Joe Biden and Kamala Harris have been named Time magazine’s 2020 ‘Person of the Year’ on Thursday.
With only 40 days remaining till President-elect Joe Biden and Vice President-elect Kamala Harris take office, the Democratic pair beat out President Donald Trump for the second time this year.
Joe Biden and Kamala Harris are TIME’s 2020 Person of the Year #TIMEPOY https://t.co/o97QNlSBrl pic.twitter.com/KuoBoebBN4
— TIME (@TIME) December 11, 2020
The politicians were picked ahead of three other finalists, including frontline health care workers and Anthony Fauci, the racial justice movements, and President Trump. Time’s choice to name Biden and Harris over Trump makes history as it is the first time a president-elect and vice president-elect have appeared on a Person of the Year cover. Kamala Harris is also the first vice president-elect to achieve the designation.

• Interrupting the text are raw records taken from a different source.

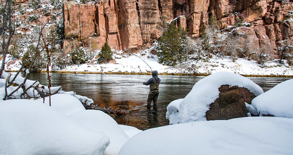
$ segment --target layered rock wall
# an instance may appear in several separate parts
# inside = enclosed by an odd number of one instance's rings
[[[100,48],[106,40],[122,49],[151,45],[161,33],[163,20],[176,23],[192,37],[199,36],[209,17],[220,29],[240,20],[253,26],[240,31],[253,40],[256,50],[277,49],[279,42],[293,36],[292,1],[276,0],[102,0],[96,3],[64,3],[66,39],[71,44]]]

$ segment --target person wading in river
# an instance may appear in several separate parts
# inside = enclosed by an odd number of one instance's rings
[[[154,109],[157,109],[157,100],[159,96],[159,84],[161,82],[161,79],[158,77],[158,71],[154,71],[152,72],[153,77],[149,79],[146,82],[144,82],[145,85],[149,85],[149,93],[147,98],[147,105],[146,108],[148,109],[151,108],[151,103],[154,101]]]

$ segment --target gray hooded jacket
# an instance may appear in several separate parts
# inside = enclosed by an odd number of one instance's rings
[[[146,82],[144,82],[143,84],[145,85],[149,85],[151,83],[158,83],[159,84],[161,82],[161,79],[158,77],[158,71],[154,71],[151,72],[153,77],[149,79],[149,80]],[[150,87],[150,89],[151,89],[151,87]],[[158,85],[158,89],[159,89],[159,84]]]

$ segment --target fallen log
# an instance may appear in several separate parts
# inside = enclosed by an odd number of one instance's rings
[[[101,110],[107,114],[114,114],[117,117],[118,117],[118,116],[122,116],[126,114],[125,112],[121,111],[122,110],[115,110],[110,108],[104,108],[98,107],[96,105],[91,105],[89,106],[84,106],[84,108],[85,108],[86,109],[92,109]]]

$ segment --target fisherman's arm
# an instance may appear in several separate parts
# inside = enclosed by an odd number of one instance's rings
[[[149,79],[149,80],[148,80],[147,81],[146,81],[146,82],[144,82],[143,84],[144,84],[145,85],[149,85],[150,84],[151,84],[151,78],[150,79]]]

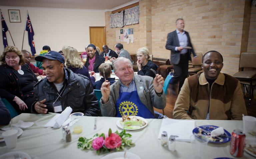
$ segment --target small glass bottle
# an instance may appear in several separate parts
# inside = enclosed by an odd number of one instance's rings
[[[168,136],[166,131],[163,131],[161,135],[161,144],[164,146],[168,146]]]
[[[66,142],[71,141],[71,131],[70,127],[67,125],[62,126],[62,138]]]
[[[171,135],[169,138],[169,142],[168,144],[168,148],[171,152],[175,151],[175,137],[177,136]]]

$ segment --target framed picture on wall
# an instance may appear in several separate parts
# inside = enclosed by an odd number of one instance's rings
[[[8,9],[8,13],[9,14],[9,19],[10,23],[20,23],[21,22],[21,20],[20,19],[20,10]]]

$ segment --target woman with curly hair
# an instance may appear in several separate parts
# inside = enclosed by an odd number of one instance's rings
[[[75,73],[85,76],[90,79],[93,85],[95,82],[96,75],[90,77],[88,70],[81,61],[79,53],[75,48],[69,46],[64,46],[62,52],[65,58],[65,66]]]
[[[6,98],[19,113],[30,113],[34,102],[34,85],[38,81],[25,64],[21,52],[6,47],[0,56],[0,96]]]

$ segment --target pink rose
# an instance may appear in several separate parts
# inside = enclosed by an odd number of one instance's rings
[[[110,136],[106,138],[105,146],[108,149],[114,149],[121,146],[122,139],[120,136],[115,133],[112,133]]]
[[[105,143],[103,137],[97,137],[92,141],[92,146],[94,150],[98,150]]]

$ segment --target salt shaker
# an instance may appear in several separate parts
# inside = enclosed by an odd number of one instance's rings
[[[174,152],[175,151],[175,137],[177,137],[178,136],[176,136],[171,135],[169,138],[169,142],[168,144],[168,148],[169,148],[169,150],[172,152]]]
[[[168,145],[168,136],[166,131],[163,131],[161,135],[161,144],[164,146]]]
[[[71,131],[70,127],[67,125],[62,126],[62,138],[66,142],[71,141]]]

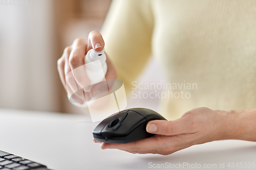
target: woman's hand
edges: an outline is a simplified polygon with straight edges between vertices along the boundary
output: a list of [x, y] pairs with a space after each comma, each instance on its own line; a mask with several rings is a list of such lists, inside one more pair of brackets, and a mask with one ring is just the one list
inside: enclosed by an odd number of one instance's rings
[[[80, 38], [76, 39], [72, 45], [67, 47], [64, 50], [61, 57], [58, 59], [58, 71], [59, 77], [64, 88], [68, 92], [68, 89], [71, 90], [72, 92], [75, 93], [77, 91], [77, 87], [76, 85], [69, 83], [69, 80], [75, 80], [79, 86], [79, 89], [81, 87], [83, 88], [84, 92], [89, 93], [92, 98], [94, 95], [93, 90], [88, 87], [91, 85], [90, 80], [88, 78], [85, 69], [80, 69], [79, 72], [75, 68], [81, 66], [84, 63], [84, 57], [87, 52], [91, 49], [93, 48], [96, 52], [101, 51], [104, 46], [104, 40], [101, 34], [97, 31], [91, 32], [88, 37], [88, 40]], [[106, 55], [106, 63], [108, 65], [108, 71], [105, 75], [106, 79], [115, 79], [117, 77], [117, 74], [114, 65], [109, 60]], [[72, 71], [72, 74], [68, 73]], [[74, 76], [76, 74], [77, 76]], [[79, 76], [77, 75], [79, 75]], [[70, 81], [70, 82], [72, 82]], [[81, 101], [84, 101], [83, 94], [75, 93], [75, 96], [72, 96], [73, 99], [77, 103], [80, 103]]]
[[235, 130], [232, 130], [233, 126], [230, 125], [234, 123], [230, 121], [236, 118], [227, 119], [226, 117], [232, 115], [236, 117], [236, 114], [227, 113], [205, 107], [198, 108], [185, 113], [174, 121], [150, 122], [146, 131], [157, 134], [153, 137], [125, 144], [102, 142], [101, 147], [102, 149], [117, 149], [132, 153], [168, 155], [194, 144], [233, 138], [234, 136], [232, 136], [232, 131]]

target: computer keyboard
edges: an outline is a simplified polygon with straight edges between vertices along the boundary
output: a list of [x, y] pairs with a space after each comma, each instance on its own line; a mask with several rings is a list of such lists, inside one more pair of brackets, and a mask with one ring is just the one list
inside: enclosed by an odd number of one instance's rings
[[0, 170], [49, 170], [46, 166], [0, 151]]

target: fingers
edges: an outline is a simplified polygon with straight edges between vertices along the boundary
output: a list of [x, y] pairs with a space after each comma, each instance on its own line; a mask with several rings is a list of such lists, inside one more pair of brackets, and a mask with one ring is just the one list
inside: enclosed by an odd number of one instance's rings
[[82, 88], [91, 85], [87, 77], [84, 66], [84, 56], [87, 41], [82, 39], [76, 39], [72, 44], [72, 51], [70, 54], [69, 63], [72, 70], [75, 80]]
[[154, 136], [144, 139], [127, 143], [110, 143], [102, 142], [100, 147], [106, 149], [118, 149], [122, 150], [146, 151], [159, 147], [159, 139]]
[[88, 36], [88, 51], [93, 48], [96, 52], [100, 52], [105, 46], [102, 36], [98, 31], [90, 32]]
[[148, 133], [162, 135], [175, 135], [197, 132], [195, 122], [191, 116], [184, 116], [174, 121], [156, 120], [148, 122], [146, 131]]

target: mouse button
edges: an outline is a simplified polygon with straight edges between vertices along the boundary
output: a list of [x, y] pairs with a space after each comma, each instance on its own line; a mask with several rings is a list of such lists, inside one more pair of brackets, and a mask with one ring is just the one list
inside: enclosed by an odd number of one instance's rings
[[120, 118], [118, 118], [113, 119], [109, 124], [109, 128], [112, 128], [113, 126], [116, 125], [118, 122], [119, 122], [119, 120]]
[[[125, 111], [120, 112], [118, 115], [116, 115], [107, 123], [106, 126], [105, 126], [105, 127], [103, 127], [101, 130], [101, 133], [108, 133], [112, 132], [113, 130], [113, 128], [114, 128], [117, 124], [121, 123], [126, 117], [127, 114], [127, 113]], [[118, 121], [117, 121], [117, 120], [118, 120]]]
[[[94, 129], [93, 131], [93, 134], [100, 135], [101, 135], [101, 131], [108, 124], [110, 123], [112, 119], [115, 119], [116, 117], [121, 117], [126, 116], [127, 113], [126, 111], [122, 111], [120, 112], [117, 112], [114, 113], [109, 117], [105, 118], [104, 120], [101, 121]], [[124, 115], [123, 116], [123, 115]]]
[[[112, 132], [113, 136], [125, 136], [141, 124], [146, 122], [146, 119], [141, 115], [133, 111], [129, 111], [125, 118], [118, 125], [117, 129]], [[117, 126], [117, 125], [116, 125]]]

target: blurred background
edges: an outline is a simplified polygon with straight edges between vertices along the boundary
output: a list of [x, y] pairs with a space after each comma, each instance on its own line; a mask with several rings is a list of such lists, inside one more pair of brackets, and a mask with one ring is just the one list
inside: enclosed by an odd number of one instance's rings
[[[26, 2], [28, 6], [0, 4], [0, 108], [81, 113], [68, 100], [57, 60], [75, 38], [100, 31], [111, 1]], [[159, 83], [163, 75], [152, 59], [138, 83]], [[127, 108], [158, 110], [158, 99], [126, 95]]]

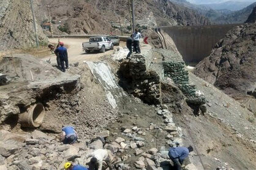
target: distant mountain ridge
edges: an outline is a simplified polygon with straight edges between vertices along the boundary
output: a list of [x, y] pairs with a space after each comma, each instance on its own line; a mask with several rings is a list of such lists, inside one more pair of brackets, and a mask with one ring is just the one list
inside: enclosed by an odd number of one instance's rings
[[246, 7], [252, 4], [252, 2], [239, 2], [236, 1], [228, 1], [222, 3], [218, 4], [200, 4], [201, 6], [209, 7], [214, 10], [227, 9], [232, 11], [239, 10]]
[[[254, 6], [256, 6], [255, 2], [249, 4], [249, 6], [240, 10], [232, 11], [228, 9], [214, 10], [211, 9], [209, 6], [194, 4], [186, 0], [169, 1], [173, 3], [197, 10], [199, 13], [209, 18], [211, 20], [211, 24], [213, 24], [243, 23], [252, 12]], [[230, 2], [234, 1], [229, 1], [225, 3], [227, 4]], [[240, 3], [241, 2], [238, 2]], [[221, 4], [223, 4], [224, 3], [221, 3]]]
[[242, 10], [233, 12], [225, 16], [221, 16], [212, 21], [219, 24], [243, 23], [246, 21], [249, 15], [252, 13], [255, 6], [256, 2]]

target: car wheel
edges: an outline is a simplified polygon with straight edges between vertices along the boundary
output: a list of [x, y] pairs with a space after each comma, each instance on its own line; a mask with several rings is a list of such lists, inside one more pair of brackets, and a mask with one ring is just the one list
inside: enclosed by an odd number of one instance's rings
[[100, 53], [105, 53], [105, 51], [106, 51], [106, 48], [105, 48], [105, 46], [102, 46], [102, 47], [100, 50]]

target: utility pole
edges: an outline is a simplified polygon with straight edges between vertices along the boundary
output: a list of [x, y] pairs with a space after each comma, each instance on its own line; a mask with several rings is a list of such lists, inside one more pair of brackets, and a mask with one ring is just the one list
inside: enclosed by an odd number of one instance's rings
[[133, 31], [135, 31], [135, 18], [134, 18], [134, 0], [132, 0], [132, 26]]
[[36, 28], [35, 15], [34, 13], [34, 7], [33, 7], [32, 0], [30, 0], [30, 4], [31, 5], [32, 17], [33, 17], [34, 29], [35, 31], [35, 34], [36, 34], [36, 42], [37, 43], [37, 47], [38, 47], [39, 46], [39, 42], [38, 42], [37, 31], [37, 28]]
[[51, 32], [51, 37], [53, 37], [53, 29], [51, 28], [51, 13], [50, 13], [50, 7], [49, 4], [47, 4], [47, 10], [48, 10], [48, 15], [49, 15], [49, 21], [50, 21], [50, 32]]
[[135, 28], [134, 25], [134, 0], [129, 0], [129, 7], [130, 7], [130, 27], [132, 28], [132, 34], [135, 31]]

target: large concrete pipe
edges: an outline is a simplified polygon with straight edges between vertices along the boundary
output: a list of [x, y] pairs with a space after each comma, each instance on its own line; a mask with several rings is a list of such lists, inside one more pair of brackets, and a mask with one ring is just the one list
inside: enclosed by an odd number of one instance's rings
[[19, 122], [23, 127], [39, 127], [45, 117], [43, 105], [38, 103], [28, 108], [27, 111], [19, 115]]

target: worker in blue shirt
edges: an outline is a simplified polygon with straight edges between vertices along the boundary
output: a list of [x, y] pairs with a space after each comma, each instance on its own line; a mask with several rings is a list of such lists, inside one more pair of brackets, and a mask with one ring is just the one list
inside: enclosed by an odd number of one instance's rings
[[73, 165], [71, 162], [69, 161], [65, 163], [64, 169], [68, 170], [88, 170], [88, 169], [85, 166], [80, 164]]
[[73, 127], [67, 126], [62, 128], [62, 131], [61, 141], [64, 144], [72, 144], [77, 140], [77, 133]]
[[193, 147], [171, 147], [169, 149], [168, 155], [170, 158], [173, 162], [173, 166], [175, 170], [181, 170], [181, 166], [186, 158], [187, 158], [189, 152], [194, 150]]
[[[59, 55], [59, 60], [61, 61], [61, 69], [63, 72], [66, 72], [66, 68], [69, 68], [69, 59], [67, 57], [67, 48], [64, 47], [64, 43], [59, 42], [59, 46], [55, 51], [55, 54], [58, 54]], [[65, 64], [64, 64], [65, 62]], [[66, 65], [66, 68], [65, 68]]]
[[140, 39], [141, 38], [141, 34], [138, 32], [138, 29], [135, 29], [135, 32], [132, 34], [132, 38], [134, 39], [134, 48], [136, 54], [140, 53]]

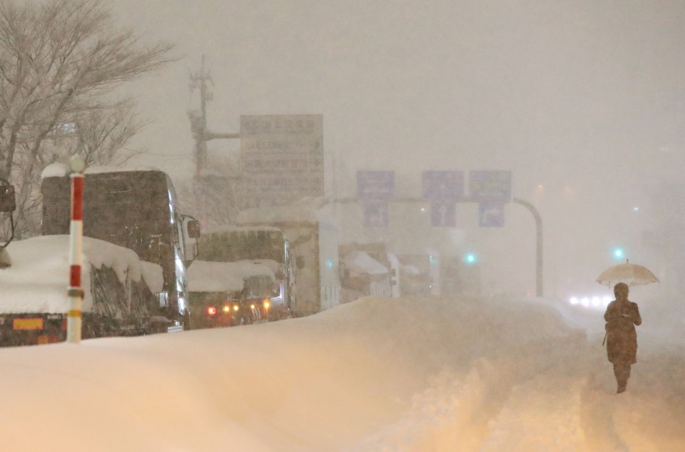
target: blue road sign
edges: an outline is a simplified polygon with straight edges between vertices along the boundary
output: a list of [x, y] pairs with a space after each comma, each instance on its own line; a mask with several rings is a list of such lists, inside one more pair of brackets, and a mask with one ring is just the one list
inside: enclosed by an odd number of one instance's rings
[[470, 171], [469, 192], [476, 201], [512, 200], [511, 171]]
[[430, 224], [433, 226], [457, 225], [457, 205], [454, 202], [434, 201], [430, 203]]
[[484, 202], [478, 203], [478, 225], [484, 227], [502, 227], [504, 225], [504, 203]]
[[423, 197], [427, 200], [458, 200], [464, 197], [463, 171], [424, 171]]
[[390, 200], [393, 197], [394, 171], [357, 171], [357, 199]]
[[367, 227], [385, 227], [387, 226], [387, 202], [385, 201], [365, 201], [362, 204], [364, 209], [364, 225]]

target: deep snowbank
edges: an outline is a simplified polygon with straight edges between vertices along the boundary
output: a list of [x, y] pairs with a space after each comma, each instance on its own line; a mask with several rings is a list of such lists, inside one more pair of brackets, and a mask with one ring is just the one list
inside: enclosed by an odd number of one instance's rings
[[603, 352], [544, 300], [373, 298], [4, 349], [4, 448], [681, 450], [682, 349], [641, 349], [620, 396]]

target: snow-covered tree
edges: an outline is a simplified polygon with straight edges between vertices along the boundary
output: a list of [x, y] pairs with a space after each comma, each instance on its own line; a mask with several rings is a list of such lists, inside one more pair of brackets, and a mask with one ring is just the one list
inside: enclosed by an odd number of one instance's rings
[[121, 164], [143, 125], [123, 82], [169, 61], [118, 26], [102, 0], [0, 0], [0, 178], [17, 190], [18, 237], [35, 232], [40, 173], [80, 153]]

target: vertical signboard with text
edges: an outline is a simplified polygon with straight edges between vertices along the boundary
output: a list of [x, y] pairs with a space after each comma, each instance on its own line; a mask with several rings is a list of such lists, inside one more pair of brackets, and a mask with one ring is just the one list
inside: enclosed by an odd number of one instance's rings
[[393, 197], [395, 172], [357, 171], [357, 199], [364, 210], [365, 226], [387, 226], [387, 202]]
[[323, 116], [240, 116], [240, 163], [260, 202], [323, 196]]

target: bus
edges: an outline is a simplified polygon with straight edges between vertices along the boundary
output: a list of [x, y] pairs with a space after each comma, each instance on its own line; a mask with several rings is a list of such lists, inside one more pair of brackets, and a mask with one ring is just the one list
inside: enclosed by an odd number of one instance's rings
[[[59, 163], [44, 170], [43, 235], [69, 234], [68, 174], [68, 168]], [[151, 294], [155, 309], [147, 315], [166, 324], [167, 332], [190, 327], [187, 269], [196, 255], [200, 226], [195, 218], [181, 212], [168, 174], [151, 168], [86, 168], [83, 234], [130, 249], [141, 260], [158, 264], [161, 290]], [[91, 292], [94, 299], [112, 297], [103, 287]]]

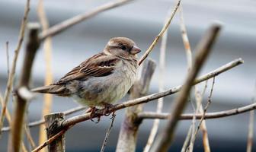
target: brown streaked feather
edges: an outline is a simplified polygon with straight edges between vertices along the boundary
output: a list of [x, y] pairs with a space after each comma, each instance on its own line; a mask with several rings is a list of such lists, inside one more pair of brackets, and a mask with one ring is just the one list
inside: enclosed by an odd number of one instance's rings
[[110, 56], [104, 52], [98, 53], [75, 67], [54, 84], [65, 84], [69, 81], [88, 77], [104, 77], [110, 74], [117, 62], [120, 61], [116, 56]]
[[66, 89], [63, 85], [43, 86], [32, 89], [31, 91], [43, 93], [51, 93], [63, 97], [71, 95], [69, 90]]

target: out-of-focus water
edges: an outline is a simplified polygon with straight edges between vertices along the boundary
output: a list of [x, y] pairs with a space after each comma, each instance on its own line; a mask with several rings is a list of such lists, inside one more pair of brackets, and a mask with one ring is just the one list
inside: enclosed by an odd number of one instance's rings
[[[88, 11], [106, 1], [44, 1], [46, 12], [50, 25], [56, 24], [80, 13]], [[37, 5], [38, 1], [31, 2], [29, 21], [37, 21]], [[2, 92], [6, 84], [5, 42], [10, 43], [11, 59], [15, 49], [19, 33], [19, 26], [24, 12], [24, 1], [0, 1], [0, 86]], [[245, 63], [228, 72], [218, 76], [213, 91], [213, 103], [210, 111], [229, 109], [251, 103], [254, 84], [256, 79], [256, 3], [254, 1], [238, 0], [190, 0], [184, 1], [184, 21], [192, 49], [214, 21], [222, 22], [223, 28], [201, 74], [213, 70], [235, 59], [242, 58]], [[85, 59], [100, 52], [108, 40], [114, 36], [127, 36], [136, 42], [146, 50], [162, 28], [163, 21], [174, 1], [134, 1], [125, 6], [104, 12], [95, 17], [75, 25], [53, 38], [53, 72], [57, 80]], [[187, 72], [184, 49], [179, 29], [179, 14], [176, 15], [170, 26], [166, 56], [165, 88], [170, 88], [182, 83]], [[26, 41], [25, 41], [26, 42]], [[24, 48], [24, 46], [23, 46]], [[149, 55], [158, 62], [159, 45]], [[18, 59], [18, 72], [21, 69], [23, 49]], [[158, 67], [153, 76], [150, 93], [158, 90]], [[40, 49], [33, 71], [34, 86], [41, 85], [45, 73], [44, 54]], [[211, 81], [208, 86], [210, 86]], [[210, 87], [207, 90], [209, 94]], [[29, 107], [30, 120], [40, 118], [42, 96], [33, 101]], [[54, 98], [53, 111], [63, 111], [77, 106], [66, 98]], [[168, 97], [165, 102], [167, 112], [173, 98]], [[204, 102], [205, 103], [205, 102]], [[187, 111], [190, 111], [189, 105]], [[10, 105], [10, 107], [11, 106]], [[147, 104], [147, 110], [153, 110], [155, 103]], [[115, 128], [111, 132], [110, 147], [117, 143], [118, 131], [124, 111], [118, 112]], [[215, 150], [225, 150], [227, 147], [241, 151], [246, 147], [248, 115], [242, 114], [226, 119], [209, 120], [207, 126], [210, 144]], [[104, 119], [100, 124], [91, 122], [83, 122], [71, 129], [67, 135], [67, 149], [84, 150], [99, 149], [104, 137], [109, 119]], [[161, 126], [164, 125], [162, 121]], [[189, 121], [181, 123], [178, 139], [174, 147], [180, 147], [186, 135]], [[152, 126], [152, 121], [146, 120], [141, 127], [139, 145], [142, 147]], [[32, 130], [35, 139], [37, 129]], [[0, 150], [4, 150], [3, 143], [7, 142], [6, 134], [0, 140]], [[199, 135], [200, 136], [200, 135]], [[88, 137], [92, 137], [87, 141]], [[197, 141], [195, 149], [202, 148], [201, 141]], [[241, 148], [241, 149], [239, 149]], [[176, 149], [178, 150], [179, 149]], [[230, 149], [234, 151], [234, 149]], [[111, 151], [110, 150], [110, 151]]]

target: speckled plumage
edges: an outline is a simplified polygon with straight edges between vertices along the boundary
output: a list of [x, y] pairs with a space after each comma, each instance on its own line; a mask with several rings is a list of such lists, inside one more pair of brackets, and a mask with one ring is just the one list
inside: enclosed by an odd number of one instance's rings
[[133, 40], [112, 38], [102, 52], [85, 60], [55, 84], [32, 90], [72, 97], [89, 107], [111, 104], [123, 98], [133, 85], [139, 52]]

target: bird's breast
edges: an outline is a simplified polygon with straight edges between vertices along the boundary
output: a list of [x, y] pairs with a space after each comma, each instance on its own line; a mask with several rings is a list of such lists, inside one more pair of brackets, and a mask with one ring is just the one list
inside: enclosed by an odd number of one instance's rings
[[110, 75], [79, 81], [79, 88], [73, 97], [79, 103], [89, 106], [113, 103], [128, 92], [136, 79], [137, 67], [123, 62]]

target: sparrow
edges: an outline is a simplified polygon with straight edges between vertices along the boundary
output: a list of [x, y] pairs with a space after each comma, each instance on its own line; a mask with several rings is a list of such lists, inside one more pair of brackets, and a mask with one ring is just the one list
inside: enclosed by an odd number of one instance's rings
[[123, 98], [136, 76], [141, 49], [126, 37], [109, 40], [103, 52], [82, 62], [58, 81], [31, 90], [72, 97], [91, 109], [107, 108]]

Harris is the United States’ first female, first Black, and first South Asian vice president-elect. Whereas Biden, aged 78, will be the oldest person ever to take the presidency and the oldest ever to be awarded Person of the Year by the magazine.
In an interview with Time, she said that Biden’s administration would have to tackle a host of issues from the White House, including the pandemic, an ‘economic crisis and a long-overdue reckoning on racial justice.’
“We have to be able to multitask, just like any parent of human being does,” Harris said.
President Donald Trump, who was Time’s Person of the Year in 2016, was named a finalist this year despite not being reelected. He was regarded because he maintains control of the Republican Party and captured the most voted by a losing candidate in a presidential election.
‘Donald Trump – President of the Divided States of America’ is Time’s Person of the Year 2016
Biden beat Trump by 306 electoral college votes to Trump’s 232 to end the real estate tycoon turned politician’s presidency after once team.
He received around seven million more votes than his Republican adversary, who is yet to concede, claiming fraud of which there is no evidence.